Clear image metadata from Wayback Machine-bellingcat

2021-11-24 02:58:29 By : Mr. Wu Justin

Justin Seitz is a Canadian security consultant and the author of two computer hacking books published by No Starch Press. He blogs on AutomatingOSINT.com and can be found on Twitter @jms_dot_py.

This article was originally published on the AutomatingOSINT.com blog.

Not long ago, I was very interested in the Oct282011.com Internet Mystery (if you haven’t heard of it, please check this podcast). Friends on the Hunchly mailing list and I started a short journey to see if we can find any additional clues or, of course, solve the mystery. One of the main sources of information for the survey is The Wayback Machine, which is a popular resource for many surveys.

For this particular investigation, there are many strange images scattered around as clues. I want to know if it is possible to retrieve these photos from Wayback Machine and then check their EXIF ​​data to see if we can find the author’s details or other Information on delicious gold nuggets. Of course, I don’t do this manually, so I think this is a great opportunity to build a new tool to do this for me.

We will use several great tools to achieve this miracle. The first is a Python module written by Jeremy Singer-Vine, called waybackpack. Although you can use waybackpack as a standalone tool on the command line, in this blog post, we will simply import it and use part of it to interact with Wayback Machine. The second tool is Phil Harvey's ExifTool. When extracting EXIF ​​information from photos, this little beauty is the gold standard and is trusted by the world.

Our goal is to extract all the images of a specific URL on the Wayback Machine, extract any EXIF ​​data, and then output all the information to a spreadsheet, which we can then view.

This article involves some active parts, so let's put these boring things aside first.

On Ubuntu-based Linux, you can do the following:

Mac OSX users can use Phil's installer here.

For people on Windows, you must do the following:

Install the necessary Python libraries

Now we are ready to install the various Python libraries we need:

pip install bs4 request pandas pyexifinfo waybackpack

Okay, let's get started?

Now open a new Python file, name it waybackimages.py (download the source code here) and start typing (with both hands) the following:

Nothing is too surprising here.

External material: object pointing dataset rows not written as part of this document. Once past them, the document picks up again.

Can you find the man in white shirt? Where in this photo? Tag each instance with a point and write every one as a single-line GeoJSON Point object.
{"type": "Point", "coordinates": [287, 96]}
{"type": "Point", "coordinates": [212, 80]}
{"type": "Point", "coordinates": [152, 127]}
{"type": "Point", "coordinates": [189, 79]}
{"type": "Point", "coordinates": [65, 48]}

We just import all the necessary modules, set the target URL, and then create a directory for all the images to be stored.

Now let's implement the first function, which will be responsible for querying the Wayback Machine to obtain all unique snapshots of the target URL:

Now that our search function has been implemented, we need to process the results, retrieve each captured page, and then extract all image paths stored in HTML. Let us do it now.

All right! Now that we have extracted all the image URLs that can be extracted, we need to download them and process them to obtain EXIF ​​data. Let's implement it now.

Let's separate this code a bit:

We are almost done. Now we just need to link all these functions together and get some output in CSV format so that we can easily view all the EXIF ​​data we found. It's time to make the final touches for this script!

Let's break down the last piece of code:

Okay, now is the fun part. Set the URL you are interested in, and then run the script from the command line or your favorite Python IDE. You should see output like this:

[*] Retrieved 41 possible storage URLs [*] Retrieved https://web.archive.org/web/20110823161411/http://www.oct282011.com/ (the first of 41)[* ] Search https://web .archive.org/web/20110830211214/http://www.oct282011.com/ (2 of 41) [] Add new image: https://web.archive.org/web/20110830211214 /http://www .oct282011.com/st.jpg

[*] Save https://web.archive.org/web/20111016032412/http://www.oct282011.com/material_same_habits.png [v] Download https://web.archive.org/web/20111018162204/http ://www.oct282011.com/ignoring.png [v] Download https://web.archive.org/web/20111018162204/http://www.oct282011.com/material_same_habits.png [v] Download https:/ / /web.archive.org/web/20111023153511/http://www.oct282011.com/ignoring.png [v] Download https://web.archive.org/web/20111023153511/http://www.oct282011 . com/material_same_habits.png [v] Download https://web.archive.org/web/20111024101059/http://www.oct282011.com/ignoring.png [v] Download https://web.archive.org/ web/20111024101059/http://www.oct282011.com/material_same_habits.png [*] CSV writing to results.csv completed

Your donation to Bellingcat is a direct contribution to our research. With your support, we will continue to publish groundbreaking investigations and expose illegal activities around the world.

In addition to the content we have published, we will also introduce readers to the activities our employees and contributors participate in, such as noteworthy interviews and training seminars.